Fungs air itu untuk membawa nutrisi dan oksigen bagi tubuh, melarutkan dan mengeluarkan sampah atau racun. Cara mendeteksi adanya sampah atau racun dalam diri seseorang itu juga tidak susah. Bisa dirasakan secara langsung.
Sejumlah tanda timbunan sampah metabolisme dalam tubuh yang mudah bisa dikenali itu misalnya: mulut bau, keringat bau, urin pesing, feces bau menyengat, rambut rontok, dan berketombe.

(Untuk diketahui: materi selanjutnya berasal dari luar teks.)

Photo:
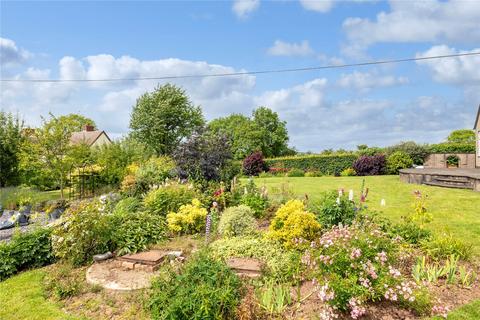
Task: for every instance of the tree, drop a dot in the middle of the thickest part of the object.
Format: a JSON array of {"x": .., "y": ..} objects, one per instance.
[
  {"x": 10, "y": 144},
  {"x": 162, "y": 118},
  {"x": 274, "y": 132},
  {"x": 462, "y": 136}
]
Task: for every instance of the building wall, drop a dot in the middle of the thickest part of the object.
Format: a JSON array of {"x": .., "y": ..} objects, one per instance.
[
  {"x": 102, "y": 139},
  {"x": 439, "y": 160}
]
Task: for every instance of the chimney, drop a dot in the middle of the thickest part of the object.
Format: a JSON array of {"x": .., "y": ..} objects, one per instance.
[{"x": 88, "y": 127}]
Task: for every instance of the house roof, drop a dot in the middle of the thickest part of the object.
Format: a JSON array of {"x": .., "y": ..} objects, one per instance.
[
  {"x": 87, "y": 137},
  {"x": 477, "y": 121}
]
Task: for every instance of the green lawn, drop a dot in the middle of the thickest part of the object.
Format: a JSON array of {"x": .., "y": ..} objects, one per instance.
[
  {"x": 21, "y": 297},
  {"x": 454, "y": 210}
]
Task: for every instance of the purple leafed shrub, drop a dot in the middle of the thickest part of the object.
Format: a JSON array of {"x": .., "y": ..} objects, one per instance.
[
  {"x": 370, "y": 165},
  {"x": 254, "y": 164}
]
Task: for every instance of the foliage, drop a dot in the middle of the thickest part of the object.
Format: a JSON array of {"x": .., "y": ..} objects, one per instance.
[
  {"x": 163, "y": 117},
  {"x": 168, "y": 197},
  {"x": 84, "y": 231},
  {"x": 204, "y": 157},
  {"x": 24, "y": 251},
  {"x": 441, "y": 247},
  {"x": 370, "y": 165},
  {"x": 281, "y": 264},
  {"x": 204, "y": 289},
  {"x": 292, "y": 223},
  {"x": 254, "y": 164},
  {"x": 334, "y": 209},
  {"x": 134, "y": 231},
  {"x": 11, "y": 140},
  {"x": 349, "y": 172},
  {"x": 462, "y": 136},
  {"x": 295, "y": 173},
  {"x": 189, "y": 219},
  {"x": 398, "y": 160},
  {"x": 448, "y": 147},
  {"x": 237, "y": 221},
  {"x": 417, "y": 152},
  {"x": 327, "y": 164}
]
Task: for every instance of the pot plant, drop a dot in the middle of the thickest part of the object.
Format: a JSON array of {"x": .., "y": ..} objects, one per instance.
[{"x": 452, "y": 161}]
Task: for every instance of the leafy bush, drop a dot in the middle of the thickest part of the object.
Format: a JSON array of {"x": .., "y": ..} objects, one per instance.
[
  {"x": 295, "y": 173},
  {"x": 349, "y": 172},
  {"x": 237, "y": 221},
  {"x": 204, "y": 289},
  {"x": 441, "y": 247},
  {"x": 254, "y": 164},
  {"x": 84, "y": 231},
  {"x": 168, "y": 197},
  {"x": 327, "y": 164},
  {"x": 417, "y": 152},
  {"x": 333, "y": 209},
  {"x": 398, "y": 160},
  {"x": 24, "y": 251},
  {"x": 126, "y": 206},
  {"x": 190, "y": 218},
  {"x": 134, "y": 231},
  {"x": 292, "y": 223},
  {"x": 370, "y": 165},
  {"x": 281, "y": 264}
]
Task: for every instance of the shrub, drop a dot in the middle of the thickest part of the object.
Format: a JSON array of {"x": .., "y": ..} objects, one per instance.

Air yang bersifat "basa", mampu berperan lebih baik, termasuk membantu memelihara dan mengganti sel-sel tubuh yang rusak. Nah, air hujan itu baik karena paling murni.
Rm. Kirjito berharap, masyarakat mengalami perubahan cara pandang melihat air hujan. Air hujan itu sesuatu yang berharga untuk disimpan, diolah, dan dimanfaatkan.
Hari ini, 22 Maret diperingati sebagai Hari Air Sedunia (World Water Day). Ide peringatan ini dimulai pada 1992, saat berlangsungnya Konferensi PBB tentang Lingkungan dan Pembangunan, yang dilaksanakan di Rio de Janeiro, Brazil.
Pada tahun yang sama pula, Majelis Umum Perserikatan Bangsa-Bangsa mengadopsi resolusi yang menyatakan tanggal 22 Maret setiap tahun sebagai Hari Air Sedunia.
Tahun ini tema yang diusung adalah 'Menghargai Air' atau 'Valuing Water'. Menitikberatkan bagaimana kita dapat melindungi sumber daya vital ini dengan lebih baik.
Lebih dari sekadar harganya, air memiliki nilai yang sangat besar dan kompleks bagi rumah tangga, budaya, kesehatan, pendidikan, ekonomi, dan keutuhan lingkungan alam.
Air hujan memang bisa menjadi musuh jika tak mampu mengendalikannya. Tetapi sebaliknya, ia bisa menjadi sahabat yang menguntungkan, bila mampu memanfaatkannya secara cerdik.
Semoga dengan adanya peringatan Hari Air Sedunia ini, juga mampu mengingatkan kita kembali keberadaan dan pemanfaatan air yang ada di muka bumi ini. Termasuk juga adanya air hujan. Akankah ia menjadi berkah atau sebagai musibah.